Cereal output, import must rise in Low-Income Food Deficit Countries


Crop Prospects and Food Situation, a quarterly publication by Food and Agriculture Organization’s (FAO) Markets and Trade Division, indicates that cereal output and import must both rise in Low-Income Food Deficit Countries.

The report, which was made available to the Ghana News Agency by the FAO, estimated that aggregate cereal production by the 51 Low-Income Food Deficit Countries rose 3.0 per cent in 2020 from the previous year to 502.4 million tonnes, as recoveries in Southern Africa and the Near East outweighed a decline in Central Africa.

It said, however, aggregate cereal import requirements by the group in the 2020/21 marketing year were expected to rise to 74.1 million tonnes, with the Far East and West Africa sub-regions posting the largest additional needs.

According to the report, early production outlooks for 2021 were broadly favourable, but drought-like conditions in Afghanistan and southern Madagascar were of emerging concern.

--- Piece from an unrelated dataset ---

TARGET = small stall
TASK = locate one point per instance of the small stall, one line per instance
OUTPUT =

It assessed 45 countries to be in need of external assistance for food: Afghanistan, Bangladesh, Burkina Faso, Burundi, Cape Verde, Cameroon, Central African Republic, Chad, Congo, Democratic People’s Republic of Korea, and Democratic Republic of Congo.

Others are; Djibouti, Eritrea, Eswatini, Ethiopia, Guinea, Haiti, Iraq, Kenya, Lebanon, Lesotho, Liberia, Libya, Madagascar, Malawi, Mali, Mauritania, Mozambique, Myanmar, Namibia, Niger, and Nigeria.

There rest: are Pakistan, Senegal, Sierra Leone, Somalia, South Sudan, Sudan, Syrian Arab Republic, United Republic of Tanzania, Uganda, Venezuela, Yemen, Zambia and Zimbabwe.